Friends and family gather for Lewiston High School’s summer graduation at The Green Ladle on Tuesday. Andrée Kehn/Sun Journal

Isaiah Smith, a graduate of Lewiston Regional Technical Center’s automotive program, credited his summer school teachers for helping him get the credits he needed to graduate.

“Some days I just didn’t want to work and then they just told me it was worth it and I was looking at life in front of me,” he said.

Problems at home put his education on hold. When he returned to school, the staff were there to help him.

His advice to others? “Never give up,” he said. “It’s worth it.”

This fall, Smith plans to enroll in the automotive program at Central Maine Community College.

Hassan does not yet know what awaits her, but in her speech she shared that she wants to become a social worker to help those who have gone through “unimaginable hardships”.

Linda Iverson, a grade 12 English teacher, taught summer school for 10 years. She teaches students at all levels, which allows her to bond with some students before they become seniors.

Like other teachers, Iverson said the last school year had been the most difficult of her career.

“A lot of these kids have had so much trouble virtually,” Iverson said. “They needed the one-on-one and they couldn’t get it.” To make up for lost credits, students enrolled in the summer school.

Lewiston Mayor Carl Sheline delivers a commencement address Tuesday to summer graduates of Lewiston High School during a ceremony at The Green Ladle. Twenty students graduated. Andrée Kehn/Sun Journal

Classes moved to a distance format in the spring of 2020 at the onset of the pandemic. During the 2020-2021 school year, students learned through a mix of online and in-person classes.
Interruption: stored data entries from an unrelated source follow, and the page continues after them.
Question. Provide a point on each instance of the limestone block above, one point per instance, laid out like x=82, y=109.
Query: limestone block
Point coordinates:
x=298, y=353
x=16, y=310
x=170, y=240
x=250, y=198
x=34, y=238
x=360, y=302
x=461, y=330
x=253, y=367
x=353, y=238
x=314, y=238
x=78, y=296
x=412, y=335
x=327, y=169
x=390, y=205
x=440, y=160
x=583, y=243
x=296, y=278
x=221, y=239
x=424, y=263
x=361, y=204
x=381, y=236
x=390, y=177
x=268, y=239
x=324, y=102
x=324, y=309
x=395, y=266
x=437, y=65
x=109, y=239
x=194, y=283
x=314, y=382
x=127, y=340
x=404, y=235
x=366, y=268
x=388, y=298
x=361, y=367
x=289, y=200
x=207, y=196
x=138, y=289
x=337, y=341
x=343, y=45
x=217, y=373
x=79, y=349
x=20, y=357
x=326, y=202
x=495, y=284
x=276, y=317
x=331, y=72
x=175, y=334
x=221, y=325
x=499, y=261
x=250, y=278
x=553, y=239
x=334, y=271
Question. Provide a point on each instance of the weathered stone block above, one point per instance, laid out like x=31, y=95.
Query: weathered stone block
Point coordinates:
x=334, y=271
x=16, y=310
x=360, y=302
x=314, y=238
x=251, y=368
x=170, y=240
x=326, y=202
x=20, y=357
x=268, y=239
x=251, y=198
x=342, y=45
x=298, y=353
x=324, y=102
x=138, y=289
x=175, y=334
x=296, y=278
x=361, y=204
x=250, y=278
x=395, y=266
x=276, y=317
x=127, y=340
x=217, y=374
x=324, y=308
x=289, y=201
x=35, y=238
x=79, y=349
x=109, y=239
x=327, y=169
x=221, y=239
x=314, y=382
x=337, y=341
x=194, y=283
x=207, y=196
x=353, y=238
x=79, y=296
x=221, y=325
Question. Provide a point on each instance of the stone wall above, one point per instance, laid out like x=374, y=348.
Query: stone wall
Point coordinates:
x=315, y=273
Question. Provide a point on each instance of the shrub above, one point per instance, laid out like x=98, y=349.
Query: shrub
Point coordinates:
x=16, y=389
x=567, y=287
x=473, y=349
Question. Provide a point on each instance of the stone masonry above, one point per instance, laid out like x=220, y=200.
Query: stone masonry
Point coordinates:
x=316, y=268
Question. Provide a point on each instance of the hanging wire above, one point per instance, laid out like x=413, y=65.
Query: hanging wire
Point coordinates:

“I’m really happy for them because it’s a second chance for them,” Iverson said. Many plan to continue their education at local community colleges this fall, in part because of the state scholarship for recent graduates, she added.

In high school alone, several hundred students attended summer school this year, according to vice-principal Jay Dufour. Some are getting ahead of the credits while others are there to catch up.

But due to an increasingly tight budget, the district doesn’t yet know what the district’s summer programs will look like next year. The summer school was funded this year by federal COVID-19 relief funds, which the district can only do for one more summer, according to Deputy Superintendent Karen Paquette.

The question isn’t whether the district will have a summer school next year, she said, but how big the program will be.